Friday, Aug. 26, 1966

A Lot of Horses

The" U.S. has managed to pry the Davis Cup out of Australia's brawny arms exactly three times in the past 16 years. And four times the U.S. team went down even before the Challenge Round, including last year, when it lost fo Spain., No one is claiming the silverware this year--not quite yet, anyway. But the gloom is beginning to brighten. Last week, in the American Zone finals in Cleveland, the U.S. walloped a powerful Mexican squad 5-0, and the heroes were a pair of eager youngsters with little or no Davis Cup experience.

The only veteran on the team was Dennis ("The Menace") Ralston, 24, who ranks No. 1 in the U.S. and plays like it when he can keep a lid on his temper. Last week the only menacing thing about Dennis was his game.
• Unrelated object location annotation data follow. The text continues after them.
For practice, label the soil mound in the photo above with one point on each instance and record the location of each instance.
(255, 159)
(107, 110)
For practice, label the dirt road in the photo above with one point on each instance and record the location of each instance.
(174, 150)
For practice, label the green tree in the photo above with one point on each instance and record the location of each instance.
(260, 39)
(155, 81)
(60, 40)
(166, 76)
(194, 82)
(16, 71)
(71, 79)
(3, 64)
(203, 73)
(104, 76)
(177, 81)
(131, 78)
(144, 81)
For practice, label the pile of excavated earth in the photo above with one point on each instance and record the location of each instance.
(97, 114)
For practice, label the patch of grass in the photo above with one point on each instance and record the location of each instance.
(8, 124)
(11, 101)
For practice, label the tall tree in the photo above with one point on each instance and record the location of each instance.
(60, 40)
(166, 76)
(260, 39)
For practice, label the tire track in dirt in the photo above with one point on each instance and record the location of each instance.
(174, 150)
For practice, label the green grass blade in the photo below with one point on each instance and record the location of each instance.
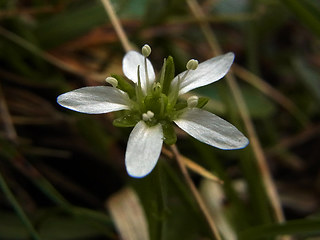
(307, 12)
(301, 227)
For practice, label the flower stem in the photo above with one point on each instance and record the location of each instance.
(255, 144)
(117, 25)
(195, 192)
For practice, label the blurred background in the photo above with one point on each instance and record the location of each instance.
(62, 172)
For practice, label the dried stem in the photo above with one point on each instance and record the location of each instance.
(117, 25)
(255, 144)
(194, 167)
(195, 192)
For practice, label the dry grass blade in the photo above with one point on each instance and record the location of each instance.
(194, 167)
(237, 94)
(268, 90)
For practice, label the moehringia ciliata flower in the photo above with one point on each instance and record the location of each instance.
(152, 106)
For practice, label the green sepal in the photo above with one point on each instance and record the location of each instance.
(168, 75)
(169, 134)
(126, 120)
(124, 85)
(202, 101)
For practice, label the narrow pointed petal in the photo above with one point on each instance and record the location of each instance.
(95, 100)
(211, 129)
(143, 149)
(207, 72)
(130, 64)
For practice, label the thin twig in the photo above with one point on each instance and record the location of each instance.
(117, 25)
(255, 144)
(195, 192)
Mixing riflelike base-line shots with lobs, he ran Mexico's Star Rafael Osuna, 27, into the ground with a four-set victory.

The real surprise was Clark Graebner, 22, a gangly, bespectacled Ohioan, who ranks only No. 13 in the U.S.--though he did beat the world's No. 2 and No. 3 players, Australia's Roy Emerson and Fred Stolle, to win a tournament Down Under last year. Up to now, Graebner's trouble has been a relatively weak backhand, which has kept him from a Davis Cup singles berth. At Cleveland last week, he had the backhand to go with his searing forehand and serve. In the first singles match, he beat Mexico's Joaquin Loyo-Mayo 6-0, 4-6, 6-1, 3-6, 6-3, then went out next day with Ralston in the doubles and took only 59 minutes to demolish Osuna and Loyo-Mayo 6-1, 6-4, 6-0. That clinched the best out of five series.

Graebner was not through proving how far he has come. Drawing Osuna in the second series of singles, he treated the home folks in Cleveland to the best tennis of the entire match, acing the Mexican eight times with his slashing serve, and outshooting him with deft passing drives in straight sets, 6-3, 6-4, 6-4. To cap it off, 19-year-old Cliff Richey, the U.S. clay-court champion (TIME, July 29), made his own Davis Cup debut in the other singles by beating Mexico's Marcelo Lara in a grueling four-set match 11-13, 6-0, 10-8, 6-4.

The U.S. now goes against Brazil in the Interzone semifinals this fall. By then there will be another rising star on the squad: Arthur Ashe, 23, ranked No. 2, and a Forest Hills semifinalist last year, who has just finished a tour in the Army. "We've got a long way to go," says George MacCall, the U.S. nonplaying captain. "But for once we've got a lot of horses."